The bayes_seen table is used to track the message IDs of messages that have already been parsed and learned by Bayes. A useful table to prevent unnecessary CPU utilization, but there is no automatic trimming function. This means the database grows indefinitely. The awl table is similar to this in that it can grow indefinitely and has no autotrim mechanism. For both of these tables I’ve added a timestamp field to monitor additions and updates. With that in place, I can write some simple Perl code to automatically trim entries that are sufficiently old enough to be irrelevant. For the bayes_seen database I plan on using a default lifetime of 1 month. For the awl I’m looking at dropping any entries with a single hit over 3 months old, and any entries over 1 month old with less than 5 hits. Since MySQL automatically updates the timestamp field for any changes to the row, this should be sufficient enough to keep any relevant entries from being deleted.
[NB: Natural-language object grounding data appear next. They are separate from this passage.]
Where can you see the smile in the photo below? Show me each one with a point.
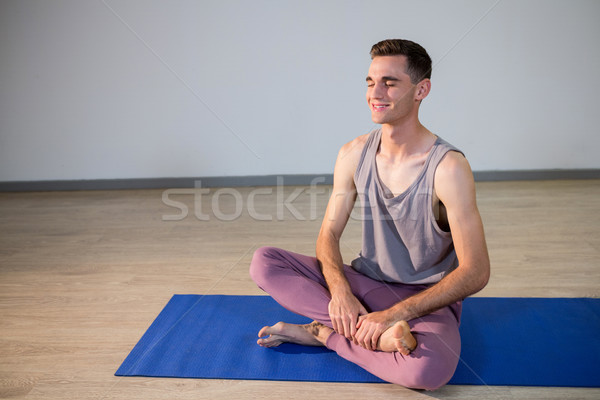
(379, 107)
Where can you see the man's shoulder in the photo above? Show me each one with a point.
(354, 148)
(453, 172)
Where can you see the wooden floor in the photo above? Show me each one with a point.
(83, 274)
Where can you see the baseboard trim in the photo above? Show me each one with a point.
(265, 180)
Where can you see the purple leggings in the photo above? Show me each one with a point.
(295, 281)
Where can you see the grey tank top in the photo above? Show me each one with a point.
(402, 241)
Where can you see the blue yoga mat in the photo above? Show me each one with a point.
(505, 341)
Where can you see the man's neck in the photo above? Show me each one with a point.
(404, 140)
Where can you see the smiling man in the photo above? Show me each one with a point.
(396, 308)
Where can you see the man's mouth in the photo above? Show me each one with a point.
(379, 107)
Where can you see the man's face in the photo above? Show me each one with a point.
(390, 94)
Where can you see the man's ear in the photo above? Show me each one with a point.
(423, 89)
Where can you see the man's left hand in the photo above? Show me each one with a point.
(370, 327)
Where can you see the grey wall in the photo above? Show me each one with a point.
(138, 89)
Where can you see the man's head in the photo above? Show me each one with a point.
(418, 62)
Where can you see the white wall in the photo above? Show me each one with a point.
(216, 88)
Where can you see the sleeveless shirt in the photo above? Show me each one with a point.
(402, 241)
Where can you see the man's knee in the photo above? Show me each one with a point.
(259, 266)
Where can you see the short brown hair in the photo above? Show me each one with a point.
(417, 60)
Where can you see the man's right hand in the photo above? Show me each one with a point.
(344, 310)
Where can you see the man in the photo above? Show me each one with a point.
(395, 311)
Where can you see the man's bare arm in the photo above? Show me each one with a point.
(344, 308)
(455, 188)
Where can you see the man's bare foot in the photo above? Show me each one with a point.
(398, 338)
(313, 334)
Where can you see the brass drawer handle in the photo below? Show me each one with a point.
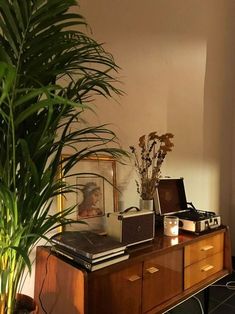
(207, 248)
(207, 268)
(152, 270)
(134, 278)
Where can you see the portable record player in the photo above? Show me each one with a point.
(170, 199)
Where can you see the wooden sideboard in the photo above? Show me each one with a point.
(157, 276)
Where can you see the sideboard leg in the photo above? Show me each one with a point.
(206, 300)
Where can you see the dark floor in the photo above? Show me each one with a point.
(221, 301)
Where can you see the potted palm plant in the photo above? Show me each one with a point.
(41, 44)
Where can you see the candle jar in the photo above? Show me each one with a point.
(171, 226)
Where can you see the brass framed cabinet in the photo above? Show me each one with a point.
(156, 277)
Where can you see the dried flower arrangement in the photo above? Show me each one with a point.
(153, 150)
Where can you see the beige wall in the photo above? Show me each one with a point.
(177, 59)
(178, 75)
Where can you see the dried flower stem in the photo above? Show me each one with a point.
(153, 150)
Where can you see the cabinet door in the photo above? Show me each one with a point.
(118, 292)
(163, 278)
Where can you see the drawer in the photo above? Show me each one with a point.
(162, 279)
(203, 248)
(203, 269)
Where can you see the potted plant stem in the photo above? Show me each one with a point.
(42, 43)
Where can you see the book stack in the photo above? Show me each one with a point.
(88, 249)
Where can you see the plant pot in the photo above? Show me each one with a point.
(146, 204)
(25, 305)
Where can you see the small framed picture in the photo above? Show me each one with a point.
(94, 180)
(90, 197)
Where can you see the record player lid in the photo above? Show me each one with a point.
(170, 197)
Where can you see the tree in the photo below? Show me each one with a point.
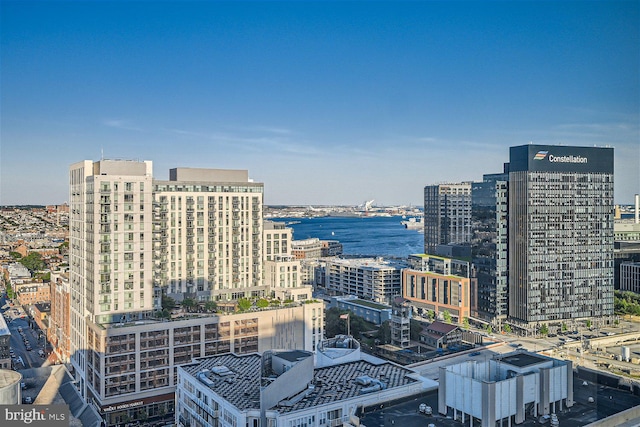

While researching all of this I was directed to a site about MySQL optimization. The MySQL Performance Blog is run by Peter Zaitsev and Vadim Tkachenko, both former MySQL employees. The entry I was directed to dealt with general MySQL optimization and is a great starting point for anyone using MySQL. I hate to admit it, but I was completely unaware that this much performance could be coaxed out of MySQL with these simple settings. While I was aware that tuning was possible, I just never dealt with a large enough database to warrant it.

I discovered, through the above blog and further research, that the default settings in MySQL are extremely conservative! By default, most of the memory allocation variables are maxed out at a mere 8 Megs of memory. I guess the general idea is to ship with settings that are almost guaranteed to work and allow the admin to tune the system from there.

I’m still tuning and playing with the parameters, but it looks like I’ve easily increased the speed of this beast by a factor of 5. It’s to the point now where a simple ‘show processlist’ is hardly listing any processes anymore because they’re completing so fast! I’ve been a fan of MySQL for a while now and I’ve been pretty impressed with the performance I’ve seen from it. With these changes and further tuning, I’m sure I’ll be even more impressed.

So today’s blog entry has a lesson to be learned. Research is key when deploying services like this, even if they’re for yourself. Definitely check into performance tuning for your systems. You’ll thank me later.